Gene-set enrichment and functional clustering analysis
For enrichment analysis, we need to construct a vector contains significant gene names. As the trait has polygenic nature, several poorly associated SNPs fall below the significant line and the large majority of the genetic variants contributing to the trait remain hidden. So, to capture the cumulative effects of poorly associated variants, we used an arbitrary threshold (0.001) to filter SNPs for constructing gene vector. Using an in-home R script and Oar_v.4.0 ovine reference genome assembly, we wrapped SNPs around the genes and assigned SNPs to genes if they were located within the genes or 15 kb upstream or downstream of a gene (list of significant genes in gene vector are provided in Supplementary File 1, sheet 5).
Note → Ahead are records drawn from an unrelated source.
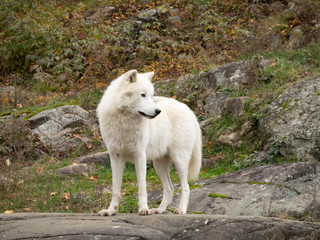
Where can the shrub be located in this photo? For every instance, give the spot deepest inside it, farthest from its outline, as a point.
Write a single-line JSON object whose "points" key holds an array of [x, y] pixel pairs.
{"points": [[17, 143]]}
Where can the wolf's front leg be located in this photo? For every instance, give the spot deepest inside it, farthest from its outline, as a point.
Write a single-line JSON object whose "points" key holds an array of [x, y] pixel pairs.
{"points": [[141, 169], [117, 166]]}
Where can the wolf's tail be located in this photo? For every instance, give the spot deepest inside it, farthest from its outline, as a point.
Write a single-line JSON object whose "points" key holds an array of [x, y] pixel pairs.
{"points": [[196, 157]]}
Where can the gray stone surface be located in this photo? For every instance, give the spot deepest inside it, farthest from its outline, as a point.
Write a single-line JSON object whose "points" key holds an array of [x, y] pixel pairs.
{"points": [[60, 128], [75, 169], [234, 74], [291, 190], [168, 226], [294, 117]]}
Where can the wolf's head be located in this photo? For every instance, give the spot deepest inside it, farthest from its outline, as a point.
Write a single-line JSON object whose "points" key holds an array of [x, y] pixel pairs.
{"points": [[136, 94]]}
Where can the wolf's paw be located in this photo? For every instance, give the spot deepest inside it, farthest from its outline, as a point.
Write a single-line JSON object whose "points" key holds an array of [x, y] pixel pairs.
{"points": [[179, 211], [157, 211], [145, 211], [106, 212]]}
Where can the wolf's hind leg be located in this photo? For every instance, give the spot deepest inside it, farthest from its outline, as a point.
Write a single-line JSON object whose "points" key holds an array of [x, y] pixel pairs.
{"points": [[182, 168], [117, 166], [162, 167]]}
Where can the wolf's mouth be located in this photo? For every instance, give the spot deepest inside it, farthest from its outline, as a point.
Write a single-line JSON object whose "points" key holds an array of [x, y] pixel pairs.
{"points": [[145, 115]]}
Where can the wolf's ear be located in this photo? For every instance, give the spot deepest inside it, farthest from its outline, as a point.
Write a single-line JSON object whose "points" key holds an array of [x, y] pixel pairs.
{"points": [[149, 75], [131, 76]]}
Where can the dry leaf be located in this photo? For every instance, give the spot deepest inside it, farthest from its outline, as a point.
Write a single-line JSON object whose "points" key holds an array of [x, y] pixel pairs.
{"points": [[52, 160], [33, 68], [8, 162], [65, 197], [9, 211], [40, 170], [94, 177], [20, 182]]}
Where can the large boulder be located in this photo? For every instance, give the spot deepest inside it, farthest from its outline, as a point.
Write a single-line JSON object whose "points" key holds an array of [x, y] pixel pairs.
{"points": [[235, 74], [294, 118], [169, 226], [61, 129], [284, 191]]}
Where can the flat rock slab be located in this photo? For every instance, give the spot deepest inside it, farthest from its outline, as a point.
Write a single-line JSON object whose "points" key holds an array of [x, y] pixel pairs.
{"points": [[282, 191], [167, 226]]}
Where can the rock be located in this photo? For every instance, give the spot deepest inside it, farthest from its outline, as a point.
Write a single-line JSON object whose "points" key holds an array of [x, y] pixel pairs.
{"points": [[8, 95], [76, 169], [219, 103], [246, 128], [60, 128], [234, 74], [102, 158], [285, 191], [154, 227], [215, 104], [296, 39], [229, 138], [294, 118], [101, 13], [235, 106], [149, 36], [147, 15]]}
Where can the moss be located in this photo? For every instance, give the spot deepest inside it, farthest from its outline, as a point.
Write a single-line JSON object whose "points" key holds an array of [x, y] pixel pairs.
{"points": [[215, 195], [195, 212]]}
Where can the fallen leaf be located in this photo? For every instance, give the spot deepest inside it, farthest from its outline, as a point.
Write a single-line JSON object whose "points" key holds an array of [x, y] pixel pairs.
{"points": [[8, 162], [9, 211], [20, 182], [94, 177], [39, 170], [52, 160], [33, 68], [65, 197]]}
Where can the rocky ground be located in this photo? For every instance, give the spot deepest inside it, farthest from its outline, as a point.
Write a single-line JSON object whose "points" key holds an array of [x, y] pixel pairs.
{"points": [[168, 226]]}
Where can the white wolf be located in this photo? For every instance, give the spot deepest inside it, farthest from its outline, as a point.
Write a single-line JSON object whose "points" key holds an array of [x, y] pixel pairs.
{"points": [[136, 127]]}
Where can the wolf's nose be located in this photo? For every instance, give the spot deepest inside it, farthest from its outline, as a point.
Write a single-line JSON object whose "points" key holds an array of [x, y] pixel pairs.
{"points": [[157, 111]]}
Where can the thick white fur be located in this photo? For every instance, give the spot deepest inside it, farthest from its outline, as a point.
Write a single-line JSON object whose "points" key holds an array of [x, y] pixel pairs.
{"points": [[173, 136]]}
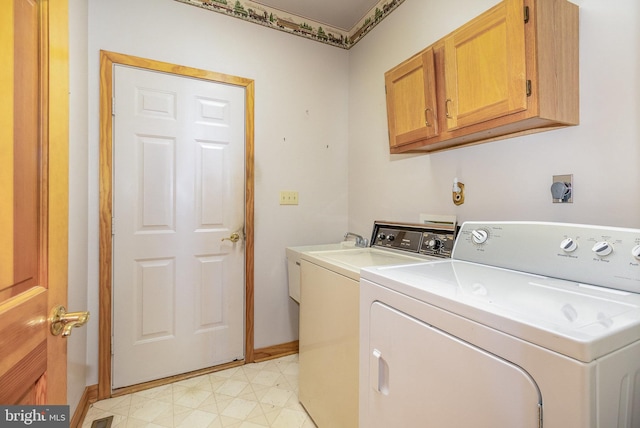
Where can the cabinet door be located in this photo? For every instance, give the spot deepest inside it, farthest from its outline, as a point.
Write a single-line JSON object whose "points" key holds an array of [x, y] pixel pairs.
{"points": [[420, 376], [411, 100], [485, 67]]}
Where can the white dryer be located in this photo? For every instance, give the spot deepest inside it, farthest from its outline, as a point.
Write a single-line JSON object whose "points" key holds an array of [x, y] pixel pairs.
{"points": [[528, 325]]}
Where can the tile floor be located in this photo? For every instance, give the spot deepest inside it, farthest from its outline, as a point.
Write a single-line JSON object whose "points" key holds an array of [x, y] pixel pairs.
{"points": [[254, 395]]}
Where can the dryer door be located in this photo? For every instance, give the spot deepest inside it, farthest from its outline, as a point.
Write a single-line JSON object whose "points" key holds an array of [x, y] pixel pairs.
{"points": [[422, 376]]}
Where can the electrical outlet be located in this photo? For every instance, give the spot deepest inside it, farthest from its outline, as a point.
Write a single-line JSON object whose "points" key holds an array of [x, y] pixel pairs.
{"points": [[288, 197]]}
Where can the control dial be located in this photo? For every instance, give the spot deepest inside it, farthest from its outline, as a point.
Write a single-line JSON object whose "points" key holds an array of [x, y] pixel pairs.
{"points": [[479, 236], [434, 244], [568, 245], [602, 248]]}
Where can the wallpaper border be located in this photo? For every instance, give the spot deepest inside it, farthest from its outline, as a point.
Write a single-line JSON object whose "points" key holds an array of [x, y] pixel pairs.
{"points": [[283, 21]]}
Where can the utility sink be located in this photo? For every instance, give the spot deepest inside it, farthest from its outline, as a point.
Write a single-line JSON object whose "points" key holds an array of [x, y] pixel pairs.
{"points": [[349, 261]]}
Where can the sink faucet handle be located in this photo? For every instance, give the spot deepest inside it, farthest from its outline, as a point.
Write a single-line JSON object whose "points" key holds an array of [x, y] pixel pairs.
{"points": [[360, 241]]}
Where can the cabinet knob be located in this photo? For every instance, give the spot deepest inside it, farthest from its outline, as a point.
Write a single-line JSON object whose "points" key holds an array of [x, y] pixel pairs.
{"points": [[446, 108], [426, 116]]}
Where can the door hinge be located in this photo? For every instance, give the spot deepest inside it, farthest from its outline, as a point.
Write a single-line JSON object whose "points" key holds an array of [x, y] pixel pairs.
{"points": [[540, 415]]}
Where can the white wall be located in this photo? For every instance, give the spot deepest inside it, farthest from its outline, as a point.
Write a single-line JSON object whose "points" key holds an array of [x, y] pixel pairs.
{"points": [[78, 208], [509, 179], [300, 134]]}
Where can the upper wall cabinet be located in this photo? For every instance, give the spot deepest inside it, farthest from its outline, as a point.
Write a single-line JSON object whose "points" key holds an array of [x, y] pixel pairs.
{"points": [[511, 71], [411, 96]]}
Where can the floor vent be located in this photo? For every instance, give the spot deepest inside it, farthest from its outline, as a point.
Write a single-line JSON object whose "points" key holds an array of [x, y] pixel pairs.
{"points": [[102, 423]]}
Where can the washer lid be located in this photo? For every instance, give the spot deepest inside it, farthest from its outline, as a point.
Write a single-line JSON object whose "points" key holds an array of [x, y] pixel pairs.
{"points": [[349, 262], [577, 320]]}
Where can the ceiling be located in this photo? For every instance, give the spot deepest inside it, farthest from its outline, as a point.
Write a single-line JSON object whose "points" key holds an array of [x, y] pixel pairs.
{"points": [[339, 14]]}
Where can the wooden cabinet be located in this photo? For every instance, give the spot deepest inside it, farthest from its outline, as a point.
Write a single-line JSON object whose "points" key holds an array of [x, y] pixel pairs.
{"points": [[511, 71], [411, 100]]}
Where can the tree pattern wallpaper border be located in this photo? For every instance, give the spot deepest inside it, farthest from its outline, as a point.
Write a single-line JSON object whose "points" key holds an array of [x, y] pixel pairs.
{"points": [[283, 21]]}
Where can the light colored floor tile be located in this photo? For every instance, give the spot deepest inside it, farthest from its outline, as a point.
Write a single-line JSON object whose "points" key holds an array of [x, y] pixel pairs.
{"points": [[251, 396]]}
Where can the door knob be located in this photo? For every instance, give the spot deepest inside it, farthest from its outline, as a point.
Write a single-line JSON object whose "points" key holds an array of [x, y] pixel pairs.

To extract biological views from the resulted gene vector, Gene Ontology (GO) and Kyoto Encyclopedia of Genes and Genomes (KEGG) databases were used to define the functional gene-sets. KEGG enrichment analysis was performed using the R package clusterProfiler (22), but due to the low gene id conversion rate (to ensemble id), we used g:Profiler (23), a web-based enrichment tool, for GO enrichment which led to better conversion rate and results. Terms and pathways with FDR and q-value less than 0.05 (GO and KEGG, respectively) were reported as significant sets. The ggplot2 (24) R package was used to visualize enrichment results as bar plots. For enrichment using protein databases, Cytoscape 3.8.2 (25) along with StringApp 1.6.0 plug-in (26) were used.
Significant genes (official gene symbol) were loaded in DAVID (27,28) for functional clustering analysis against the ovine genes as background. This tool classifies genes in functionally related groups based on gene ontology, protein data, and pathway data, and calculates enrichment scores for groups of genes with a related biological function. Analysis was performed using the DAVID default setting. The functional cluster with the greatest enrichment score was reported.
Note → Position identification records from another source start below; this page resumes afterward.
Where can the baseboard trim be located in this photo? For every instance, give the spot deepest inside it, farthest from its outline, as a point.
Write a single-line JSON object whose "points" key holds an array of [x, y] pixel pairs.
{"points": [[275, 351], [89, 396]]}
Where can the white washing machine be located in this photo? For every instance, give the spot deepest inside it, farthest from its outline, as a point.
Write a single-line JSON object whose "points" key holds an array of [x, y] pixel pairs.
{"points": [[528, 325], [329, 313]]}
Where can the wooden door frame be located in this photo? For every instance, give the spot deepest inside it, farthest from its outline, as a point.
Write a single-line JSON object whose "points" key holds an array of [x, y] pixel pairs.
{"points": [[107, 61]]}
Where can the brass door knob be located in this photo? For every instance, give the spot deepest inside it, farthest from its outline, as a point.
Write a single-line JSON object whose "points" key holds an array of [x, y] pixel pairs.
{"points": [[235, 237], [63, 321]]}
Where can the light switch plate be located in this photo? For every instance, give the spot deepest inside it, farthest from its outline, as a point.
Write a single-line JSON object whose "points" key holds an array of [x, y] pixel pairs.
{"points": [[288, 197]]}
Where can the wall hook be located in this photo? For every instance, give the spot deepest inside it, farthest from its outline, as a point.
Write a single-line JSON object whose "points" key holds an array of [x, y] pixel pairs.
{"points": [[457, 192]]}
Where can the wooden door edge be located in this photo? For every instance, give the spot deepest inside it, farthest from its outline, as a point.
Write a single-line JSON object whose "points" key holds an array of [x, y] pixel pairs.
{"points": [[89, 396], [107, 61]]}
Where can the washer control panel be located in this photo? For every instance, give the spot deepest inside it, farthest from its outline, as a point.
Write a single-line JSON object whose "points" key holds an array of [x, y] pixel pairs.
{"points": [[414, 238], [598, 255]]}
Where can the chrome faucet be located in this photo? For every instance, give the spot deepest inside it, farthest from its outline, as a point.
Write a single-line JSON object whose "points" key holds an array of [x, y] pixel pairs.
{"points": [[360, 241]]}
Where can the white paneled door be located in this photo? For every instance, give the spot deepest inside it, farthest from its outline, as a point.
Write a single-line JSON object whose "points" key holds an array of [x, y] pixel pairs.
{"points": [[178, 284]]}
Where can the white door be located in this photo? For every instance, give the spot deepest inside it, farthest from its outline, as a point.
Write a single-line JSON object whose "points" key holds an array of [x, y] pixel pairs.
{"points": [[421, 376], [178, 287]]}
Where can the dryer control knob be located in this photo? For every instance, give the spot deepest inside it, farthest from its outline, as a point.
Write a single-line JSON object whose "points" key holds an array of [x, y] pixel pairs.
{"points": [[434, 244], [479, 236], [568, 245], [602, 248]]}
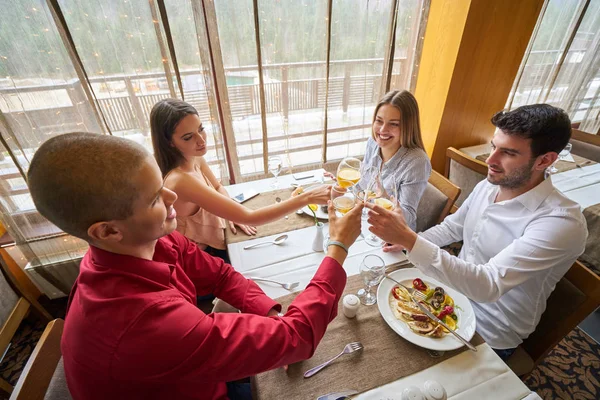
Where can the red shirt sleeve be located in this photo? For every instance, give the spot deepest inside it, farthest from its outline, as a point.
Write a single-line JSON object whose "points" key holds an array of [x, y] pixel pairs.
{"points": [[212, 275], [190, 345]]}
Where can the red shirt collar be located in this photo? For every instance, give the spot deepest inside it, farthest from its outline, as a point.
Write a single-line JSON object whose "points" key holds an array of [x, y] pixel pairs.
{"points": [[159, 269]]}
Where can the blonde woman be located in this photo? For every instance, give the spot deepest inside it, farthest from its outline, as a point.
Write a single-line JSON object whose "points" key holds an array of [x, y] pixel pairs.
{"points": [[396, 149], [203, 205]]}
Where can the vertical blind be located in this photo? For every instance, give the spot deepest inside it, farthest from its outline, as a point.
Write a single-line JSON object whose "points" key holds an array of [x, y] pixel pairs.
{"points": [[298, 79]]}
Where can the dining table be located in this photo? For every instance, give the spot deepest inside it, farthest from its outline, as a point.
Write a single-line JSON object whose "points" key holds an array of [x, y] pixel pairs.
{"points": [[388, 365]]}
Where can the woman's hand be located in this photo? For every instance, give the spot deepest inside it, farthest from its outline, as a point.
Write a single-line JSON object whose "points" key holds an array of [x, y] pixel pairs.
{"points": [[390, 226], [319, 195], [391, 248], [247, 229]]}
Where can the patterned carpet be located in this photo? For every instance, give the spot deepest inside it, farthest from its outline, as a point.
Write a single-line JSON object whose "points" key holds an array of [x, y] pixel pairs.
{"points": [[570, 372]]}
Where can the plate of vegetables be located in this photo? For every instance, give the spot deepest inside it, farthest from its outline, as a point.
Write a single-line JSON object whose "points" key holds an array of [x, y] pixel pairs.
{"points": [[407, 320]]}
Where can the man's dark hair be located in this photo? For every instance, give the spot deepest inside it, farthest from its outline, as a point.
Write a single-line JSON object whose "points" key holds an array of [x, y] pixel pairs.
{"points": [[548, 127], [78, 179]]}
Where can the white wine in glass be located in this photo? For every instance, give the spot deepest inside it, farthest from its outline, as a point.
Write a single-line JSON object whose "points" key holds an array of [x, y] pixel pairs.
{"points": [[275, 167], [343, 199], [348, 173], [343, 204], [387, 199]]}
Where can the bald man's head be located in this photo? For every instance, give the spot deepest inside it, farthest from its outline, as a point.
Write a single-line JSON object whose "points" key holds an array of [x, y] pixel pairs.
{"points": [[78, 179]]}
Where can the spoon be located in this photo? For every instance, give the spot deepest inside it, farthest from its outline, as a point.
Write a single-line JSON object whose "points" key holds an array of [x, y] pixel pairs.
{"points": [[278, 200], [277, 241]]}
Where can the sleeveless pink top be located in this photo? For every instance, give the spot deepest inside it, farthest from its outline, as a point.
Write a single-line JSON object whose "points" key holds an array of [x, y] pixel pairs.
{"points": [[203, 227]]}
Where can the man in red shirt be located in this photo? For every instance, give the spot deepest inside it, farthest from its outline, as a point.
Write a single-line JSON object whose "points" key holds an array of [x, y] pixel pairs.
{"points": [[133, 330]]}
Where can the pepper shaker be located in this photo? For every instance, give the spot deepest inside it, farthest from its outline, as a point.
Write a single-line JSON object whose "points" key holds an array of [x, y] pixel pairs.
{"points": [[350, 305]]}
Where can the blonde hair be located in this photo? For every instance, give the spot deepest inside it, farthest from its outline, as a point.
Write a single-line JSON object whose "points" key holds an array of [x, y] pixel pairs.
{"points": [[410, 127]]}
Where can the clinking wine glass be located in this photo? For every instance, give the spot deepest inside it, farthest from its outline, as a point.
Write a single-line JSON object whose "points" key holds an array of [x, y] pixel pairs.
{"points": [[348, 173], [275, 167], [384, 194], [343, 200], [372, 270]]}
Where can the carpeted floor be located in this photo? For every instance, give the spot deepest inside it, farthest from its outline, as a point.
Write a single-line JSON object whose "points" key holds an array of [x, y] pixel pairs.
{"points": [[570, 372]]}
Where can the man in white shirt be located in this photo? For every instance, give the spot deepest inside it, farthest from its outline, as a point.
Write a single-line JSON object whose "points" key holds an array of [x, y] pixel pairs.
{"points": [[520, 235]]}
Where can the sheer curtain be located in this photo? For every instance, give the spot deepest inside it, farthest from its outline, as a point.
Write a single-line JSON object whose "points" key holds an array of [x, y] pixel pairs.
{"points": [[562, 64]]}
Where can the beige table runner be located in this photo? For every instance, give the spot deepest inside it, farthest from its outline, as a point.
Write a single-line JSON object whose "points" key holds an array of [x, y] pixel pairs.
{"points": [[385, 358], [293, 222], [561, 166]]}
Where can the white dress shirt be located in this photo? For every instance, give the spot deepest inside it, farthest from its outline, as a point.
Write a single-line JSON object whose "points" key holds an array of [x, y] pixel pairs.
{"points": [[514, 253], [410, 167]]}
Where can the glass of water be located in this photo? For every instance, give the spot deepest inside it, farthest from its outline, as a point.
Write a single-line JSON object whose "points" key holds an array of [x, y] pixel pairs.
{"points": [[372, 270], [275, 167]]}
Protein-protein interactive (PPI) network construction and module identification
To investigate the interactions of proteins encoded by the identified significant genes, the StringApp 1.6.0 (26) plugin in Cytoscape 3.8.2 (25) was used to build the PPI network using the STRING 11.0 database (29). The MCODE 2.0.0 (30) plugin, another Cytoscape App, was used to identify the very closely associated regions within the network which are known as the core modules of the PPI. MCODE identifies the highly interacting nodes (clusters) present in the network which has high quality based on topology, function and, localization similarity of proteins within predicted complexes. Degree cut-off 4 along with the 2 k‐core were used as thresholds. Each node gets a score and clusters will be ranked using scoring by the density and size of the cluster. Clusters with a higher score have more interaction between genes. To identify key genes in the constructed network, another Cytoscape App, cytoHubba 0.1 (31) was used to rank the individual nodes and finding hub genes. The hub genes were identified based on degree parameters, which represent the total number of nodes connected to its adjacent nodes. It also provides the count of the number of interactions of a given node. The top ten hup genes have been reported.